At eighteen, she was tall and slim and lithe. The yellow hair she had always worn in long plaits had been cut short after her accident the previous summer, and, discovering the comfort of a crown of bobbed curls, Jen had stoutly refused, for the present, to let it grow again. She wore it caught back from her face with a slide, and was happy in the freedom of the prevailing fashion. In her jumper and short skirt she still looked a schoolgirl, except for her height.
They sat thinking over their problem, Joy leaning back against the old grey stone of her cloister arch and nursing one knee, Jen propped against her sitting on the grass. Suddenly the clanging of the great abbey bell brought them both to their feet.

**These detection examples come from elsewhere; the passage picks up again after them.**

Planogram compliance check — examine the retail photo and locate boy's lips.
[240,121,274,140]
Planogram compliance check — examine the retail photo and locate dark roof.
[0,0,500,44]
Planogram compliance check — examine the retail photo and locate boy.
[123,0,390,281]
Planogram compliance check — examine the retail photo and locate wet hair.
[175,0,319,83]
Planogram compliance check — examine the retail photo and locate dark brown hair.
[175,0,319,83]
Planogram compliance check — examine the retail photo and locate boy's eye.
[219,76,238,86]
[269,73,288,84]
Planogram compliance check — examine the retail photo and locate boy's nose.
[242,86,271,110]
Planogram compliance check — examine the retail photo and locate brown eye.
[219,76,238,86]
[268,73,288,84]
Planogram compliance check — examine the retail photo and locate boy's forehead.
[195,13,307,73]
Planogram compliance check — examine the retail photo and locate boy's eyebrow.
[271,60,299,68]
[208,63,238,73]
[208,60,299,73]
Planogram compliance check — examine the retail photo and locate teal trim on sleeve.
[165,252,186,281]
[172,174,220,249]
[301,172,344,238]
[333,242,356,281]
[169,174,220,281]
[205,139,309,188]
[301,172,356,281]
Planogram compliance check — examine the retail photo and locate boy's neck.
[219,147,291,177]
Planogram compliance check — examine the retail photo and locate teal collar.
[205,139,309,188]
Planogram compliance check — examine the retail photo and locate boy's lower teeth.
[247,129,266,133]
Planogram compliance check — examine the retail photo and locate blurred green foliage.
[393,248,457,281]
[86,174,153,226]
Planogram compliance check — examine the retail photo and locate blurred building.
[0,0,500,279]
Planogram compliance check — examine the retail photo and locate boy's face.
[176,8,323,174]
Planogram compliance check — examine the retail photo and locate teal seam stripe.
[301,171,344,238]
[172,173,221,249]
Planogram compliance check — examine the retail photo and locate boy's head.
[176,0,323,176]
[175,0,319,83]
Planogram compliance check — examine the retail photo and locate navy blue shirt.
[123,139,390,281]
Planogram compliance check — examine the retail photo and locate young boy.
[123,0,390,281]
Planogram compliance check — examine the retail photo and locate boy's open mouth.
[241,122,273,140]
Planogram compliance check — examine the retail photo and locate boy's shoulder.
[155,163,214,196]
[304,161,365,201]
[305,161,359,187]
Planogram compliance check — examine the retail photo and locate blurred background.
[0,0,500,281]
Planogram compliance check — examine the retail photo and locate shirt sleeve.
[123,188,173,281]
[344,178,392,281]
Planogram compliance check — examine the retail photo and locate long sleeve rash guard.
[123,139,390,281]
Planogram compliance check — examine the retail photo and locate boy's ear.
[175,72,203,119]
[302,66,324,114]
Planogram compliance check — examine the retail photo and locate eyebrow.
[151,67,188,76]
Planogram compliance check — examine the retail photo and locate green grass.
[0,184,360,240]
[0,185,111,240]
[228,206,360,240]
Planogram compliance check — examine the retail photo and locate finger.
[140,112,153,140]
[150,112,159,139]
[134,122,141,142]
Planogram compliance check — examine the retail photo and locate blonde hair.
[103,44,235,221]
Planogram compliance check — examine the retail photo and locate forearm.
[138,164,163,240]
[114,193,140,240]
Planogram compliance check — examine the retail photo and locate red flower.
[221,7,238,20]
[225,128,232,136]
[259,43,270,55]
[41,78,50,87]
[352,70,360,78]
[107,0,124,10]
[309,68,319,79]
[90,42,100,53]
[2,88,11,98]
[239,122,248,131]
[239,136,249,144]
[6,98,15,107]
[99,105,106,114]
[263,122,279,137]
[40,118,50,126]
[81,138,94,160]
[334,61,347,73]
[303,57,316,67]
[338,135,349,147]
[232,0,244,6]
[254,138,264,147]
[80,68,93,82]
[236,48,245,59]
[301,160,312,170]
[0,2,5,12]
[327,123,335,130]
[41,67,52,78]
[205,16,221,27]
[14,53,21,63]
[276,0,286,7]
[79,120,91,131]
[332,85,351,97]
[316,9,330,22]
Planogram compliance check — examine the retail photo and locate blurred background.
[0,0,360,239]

“It’s only eleven o’clock,” said Joy. “We aren’t open till twelve. Ann won’t let the idiots in. Go and tell her to send them for a walk in the woods for an hour, there’s a good kid!”
“Here she comes! She wants to ask you something.”
“Please, Miss Joy, it’s a lady, and she says she’s a friend of yours.”
The girls looked at one another. “Who on earth——?”
“I’ll go and see, shall I?” and Jen raced away across the garth.
Joy hastily began to gather up her scattered papers. “Whoever can it be? Is it anybody I’m prepared to receive in this—er—costume? There aren’t very many! But Jen will know,” and she withdrew towards the door of the private room in the cloister wall, ready to take cover, if necessary.
“Jen’s excited about it, whoever it is. I can hear her shrieks from here. She always did give a yell and hurl herself on people,” and Joy chuckled.
Jen came flying back. “Joy! Oh, you needn’t hide! You really needn’t! It’s Madam!” and Jen collapsed in laughter on the grass. “Fancy hiding from her, because you’re in your tunic!”
“Idiot!” Joy hurled at her, and went leaping across the garth, all long, flying legs, to the tunnel passage and the old front gate.